Criticism of ESG ratings & ranker agencies is not new. As ESG has grown in popularity, gained support and attention, it has dually encountered reasonable doubt and criticism. And, at the end of 2023, what’s to come as regulation shifts for the forefront?
ESG ratings are created by both commercial and nonprofit organizations to assess how corporate commitments, performance, business models and structures align with sustainability goals. While they are foundational for investment firms in assessing companies and have real effect on financial markets, ratings are also used by other stakeholders—potential employees, partners, and customers—to better understand how a company interacts with and impacts the planet.
Despite the responsibility rating & ranker agencies hold, they’ve fallen short in areas that matter most to the companies that use them. The methodologies designed by these agencies are notoriously opaque, and while the agencies openly publish them, the methodologies aren’t easily understood by the companies that are being rated and ranked or investors who need them for analysis. More-so, the data behind the ratings is vast, covering hundreds of topics, and when companies don’t provide requested information, the agencies often fill in the gaps with assumptions provided by internal models they’ve built. Further, the lack of transparency complicates attempting to understand the objectives and incentives of each agency, again conflicting priorities for both the companies being rated and investors alike. The growing concerns and critiques are indeed valid. As the landscape continues to shift, here’s what we’re keeping an eye on to help our clients stay ahead of the curve:
Transparency of Data
To meet the growing demands of sustainable investing, there has been a proliferation of ESG ratings and rankers which has led to inconsistencies and lack of transparency. As such, there are also increasing calls from investors, regulators and other stakeholders for more standardization across ESG disclosures, transparency of methodologies from rater agencies, and regulated reporting to help accelerate these efforts. More transparency from raters and rankers would make data and information comparable, so results can be more easily understood, interpreted, and implemented. And similar to how ratings will become more reliable and useful with more regulation, more trust and accurate cross-comparing of efforts could come to the forefront with more rigor.
Regulation of Raters
Currently, rating agencies are unregulated, meaning their foundational methodologies go ungoverned. Due to the lack of oversight, there has been a substantial increase in rating platforms creating their own ratings. This proves challenging when looking for ESG accreditation due to the overall lack of reliability and transparency of ratings. This has previously led to a global discussion of creating regulations that focus on the transparency of ESG definitions, methodologies and the actions taken to reduce conflicts of interests within ESG rating agencies, but little has resulted and the frustrations have grown (e.g., anti-ESG!) Regulatory oversight is critical at a time when more companies are overselling their sustainability credentials and further perpetrates other issues (e.g., the greenwashing to greenhushing pendulum).
Integration of Technology
We’d be remiss to not include the adoption and integration of technology. We’ve previously covered how AI could help the future of sustainability communications, but through a similar lens technology, including AI and machine learning, could utilized to improve data collection, analysis and prediction capabilities of ESG rating agencies. However, this does pose a potential, significant issue around the interpretation of data if scoring methodologies are left inaccessible. And if left unchecked, this has the potential to create even more confusion around transparency, and ultimately, the overall efficacy of ratings.

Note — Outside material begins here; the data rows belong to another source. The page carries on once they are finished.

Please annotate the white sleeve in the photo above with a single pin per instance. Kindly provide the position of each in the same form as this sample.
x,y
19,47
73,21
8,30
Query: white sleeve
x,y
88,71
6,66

The landscape of raters & rankers is moving fast. As Harvard recently pointed out: scores may convey important insights into the nonfinancial impact of companies, significant shortcomings exist in their objectives, methodologies, and incentives which detract from the informativeness of their assessments. Companies should use scores against material topics that matter to their bottom line as a way to access where they are and identify areas of opportunities over time.